When Andrea Henderson enrolled in a Moving to Work program at The Center for Working Families (TCWF), she was ready to turn things around and willing to work hard to make a new start. During her initial assessment, she suddenly realized it would be even harder than she expected.
The computer search turned up an outstanding warrant for 10-year-old felony indictment she knew nothing about. Sure, she remembered the incident, a chaotic neighborhood free-for-all, but she had never been assigned a court date. After calling about it regularly for a couple of years, she forgot about it and moved on.
Now, instead of going to work, it looked like she’d be going to prison. TCWF’s legal advocate referred her to Georgia Justice Project.
“They took the case and went to work on it,” Henderson says. “And anything they asked me to do, I did.”

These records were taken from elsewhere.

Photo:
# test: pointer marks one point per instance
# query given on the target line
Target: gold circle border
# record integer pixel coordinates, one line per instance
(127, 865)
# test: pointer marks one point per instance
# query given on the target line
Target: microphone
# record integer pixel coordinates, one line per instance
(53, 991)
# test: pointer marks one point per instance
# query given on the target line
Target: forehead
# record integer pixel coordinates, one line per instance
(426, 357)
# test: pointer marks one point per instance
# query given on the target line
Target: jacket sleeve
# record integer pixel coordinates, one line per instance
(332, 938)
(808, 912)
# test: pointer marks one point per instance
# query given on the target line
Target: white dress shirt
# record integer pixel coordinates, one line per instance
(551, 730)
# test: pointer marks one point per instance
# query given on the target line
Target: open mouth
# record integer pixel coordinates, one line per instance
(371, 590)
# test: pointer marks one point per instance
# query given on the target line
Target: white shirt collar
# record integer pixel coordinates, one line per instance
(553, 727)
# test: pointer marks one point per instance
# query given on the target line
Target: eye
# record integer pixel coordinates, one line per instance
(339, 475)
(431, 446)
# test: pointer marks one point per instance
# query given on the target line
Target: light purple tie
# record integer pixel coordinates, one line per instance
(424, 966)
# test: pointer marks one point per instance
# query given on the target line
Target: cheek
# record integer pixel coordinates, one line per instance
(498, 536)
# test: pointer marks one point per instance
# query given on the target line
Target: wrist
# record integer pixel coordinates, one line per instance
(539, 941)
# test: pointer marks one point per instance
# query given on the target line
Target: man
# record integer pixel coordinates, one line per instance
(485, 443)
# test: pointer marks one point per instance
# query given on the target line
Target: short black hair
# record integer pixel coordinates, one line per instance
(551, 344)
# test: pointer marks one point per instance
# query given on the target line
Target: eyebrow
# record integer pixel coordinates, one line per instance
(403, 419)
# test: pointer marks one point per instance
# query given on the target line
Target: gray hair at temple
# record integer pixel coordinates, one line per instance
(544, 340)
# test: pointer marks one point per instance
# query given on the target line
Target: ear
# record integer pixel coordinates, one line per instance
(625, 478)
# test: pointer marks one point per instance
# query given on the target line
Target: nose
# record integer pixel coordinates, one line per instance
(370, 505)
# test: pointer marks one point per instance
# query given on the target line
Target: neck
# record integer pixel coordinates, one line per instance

As it turned out, the clerical work on the original charge had somehow fallen through the cracks. The papers had her name, but no address, no phone number and no way for her to be informed when a court date was set. In her absence, she was indicted anyway.
Still, the system wanted her jailed and prosecuted. GJP attorneys Suzanne Wakefield and Deborah Poole convinced the judge not to jail her, then set to work to have the charges dropped. “We went to court just about every Monday,” Henderson says of the lengthy process.
With no records nor victims or witnesses willing to come to court, the prosecutor offered probation. Henderson refused, knowing that a new felony on her record would throw her turnaround into a tailspin. Only the day the trial was to begin did the prosecutor finally declare nolle prosequi, meaning the case was dropped.
Henderson now has a job where she started as a dishwasher but was soon promoted to the cleaning crew, where the hours are more regular and the work more enjoyable. She’s taking classes twice weekly to brush up on her math skills and hoping to go to school to train for a profession. “I have a big, supportive family,” she says. “I don’t want to let them down.
She’s also sings the praises of Georgia Justice Project. “Anything they can help you with, they’re ready,” she says. “I’ve made a lot of bad choices. I’m trying to straighten up and do the right thing. They’re helping me do that.”
GJP has now filed a request to expunge the arrest and clear her record. This time, Henderson hopes the paperwork comes through quickly and accurately.